My mother in law scored this interview for me! I am excited to be able to add music into the mix! Thank you Anne!
Q: What is the title of your profession?
A: Music Director and Piano Teacher
Q: What do you do?
A: I teach choral music to grades6-12 in an all girls’ private school. This includes 6th, 7th, 8th grade music, music appreciation, upper school chorus, direct music for middle and upper school musicals, liturgical music ensemble provides music for school masses (Catholic school), lunch and study supervision, budget, lesson plans, curriculum.
Q: Have you always worked in this field?
Q: If no, what was your prior profession and what made you change your profession?

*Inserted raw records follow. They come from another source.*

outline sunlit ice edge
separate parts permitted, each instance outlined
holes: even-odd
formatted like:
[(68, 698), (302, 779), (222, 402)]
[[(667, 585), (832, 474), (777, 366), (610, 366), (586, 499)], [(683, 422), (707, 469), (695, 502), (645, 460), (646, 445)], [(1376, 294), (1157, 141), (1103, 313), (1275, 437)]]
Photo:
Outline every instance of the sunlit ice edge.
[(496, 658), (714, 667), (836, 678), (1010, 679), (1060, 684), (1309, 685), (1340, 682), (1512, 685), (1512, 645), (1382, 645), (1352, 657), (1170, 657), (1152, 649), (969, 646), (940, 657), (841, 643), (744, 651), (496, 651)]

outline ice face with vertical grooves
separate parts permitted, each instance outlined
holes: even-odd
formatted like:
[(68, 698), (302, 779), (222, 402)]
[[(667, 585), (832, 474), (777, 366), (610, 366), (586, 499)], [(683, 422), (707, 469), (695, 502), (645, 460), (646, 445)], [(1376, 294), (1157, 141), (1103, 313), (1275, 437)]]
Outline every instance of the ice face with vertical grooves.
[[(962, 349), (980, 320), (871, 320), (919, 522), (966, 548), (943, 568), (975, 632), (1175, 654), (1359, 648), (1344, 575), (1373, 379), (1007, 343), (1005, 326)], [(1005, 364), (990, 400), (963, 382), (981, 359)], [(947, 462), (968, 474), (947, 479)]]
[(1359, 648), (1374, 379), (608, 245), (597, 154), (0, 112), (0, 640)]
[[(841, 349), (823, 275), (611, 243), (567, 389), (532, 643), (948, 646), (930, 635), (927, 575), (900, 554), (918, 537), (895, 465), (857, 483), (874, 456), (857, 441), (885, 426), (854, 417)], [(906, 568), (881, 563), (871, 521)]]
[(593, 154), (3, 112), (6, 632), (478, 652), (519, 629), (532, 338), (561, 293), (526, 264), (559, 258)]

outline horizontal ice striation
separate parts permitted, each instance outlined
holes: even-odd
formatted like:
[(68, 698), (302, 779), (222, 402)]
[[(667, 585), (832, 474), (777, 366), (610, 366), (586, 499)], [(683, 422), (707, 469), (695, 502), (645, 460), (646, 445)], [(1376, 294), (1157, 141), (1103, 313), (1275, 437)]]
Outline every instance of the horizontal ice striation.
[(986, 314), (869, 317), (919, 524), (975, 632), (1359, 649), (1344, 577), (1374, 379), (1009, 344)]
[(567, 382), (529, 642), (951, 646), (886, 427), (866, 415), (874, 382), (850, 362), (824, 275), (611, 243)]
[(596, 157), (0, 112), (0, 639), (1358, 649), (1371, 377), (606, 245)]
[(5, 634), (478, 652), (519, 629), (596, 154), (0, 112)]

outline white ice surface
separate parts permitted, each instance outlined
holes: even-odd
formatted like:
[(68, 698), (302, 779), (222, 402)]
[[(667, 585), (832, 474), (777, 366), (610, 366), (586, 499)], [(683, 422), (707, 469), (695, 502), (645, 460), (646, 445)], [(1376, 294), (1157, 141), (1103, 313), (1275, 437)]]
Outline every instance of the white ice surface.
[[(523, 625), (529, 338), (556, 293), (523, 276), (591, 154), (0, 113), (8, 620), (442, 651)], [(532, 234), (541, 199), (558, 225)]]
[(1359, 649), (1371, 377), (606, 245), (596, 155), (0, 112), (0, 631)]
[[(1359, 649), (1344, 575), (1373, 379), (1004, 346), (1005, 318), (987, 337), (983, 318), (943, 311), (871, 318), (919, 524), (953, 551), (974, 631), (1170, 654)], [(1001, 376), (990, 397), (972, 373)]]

A: I was a Church Liturgy and Music Director in Catholic Church. I made change to accommodate my daughter’s schedule as she got older. As a teacher, I was available in the evenings to take her to lessons and events. As a church music director, I had too many evening commitments. I continue to give piano lessons.
Q: Why did you choose this profession?
A: I was drawn to music at an early age – especially piano.
Q: Did you go to college or a trade school for this profession?
A: I have a Bachelor’s in Piano and Music History and a Masters in Piano Performance.
Q: How long did you go to school?
A: 6 years at SUNY Fredonis.
Q: Do you use your degree in your job?
A: Yes. One must have in depth musical knowledge and skill to be successful in this career.
Q: Does your job require continued education?\
A: Yes, education classes and workshops The more the better as there are many new innovations in music education.
Q: Does your job require a certification or board testing?
A: Independent schools do not necessarily require certification but it is helpful. It does require a music degree.
Q: What is a day in the life of your job?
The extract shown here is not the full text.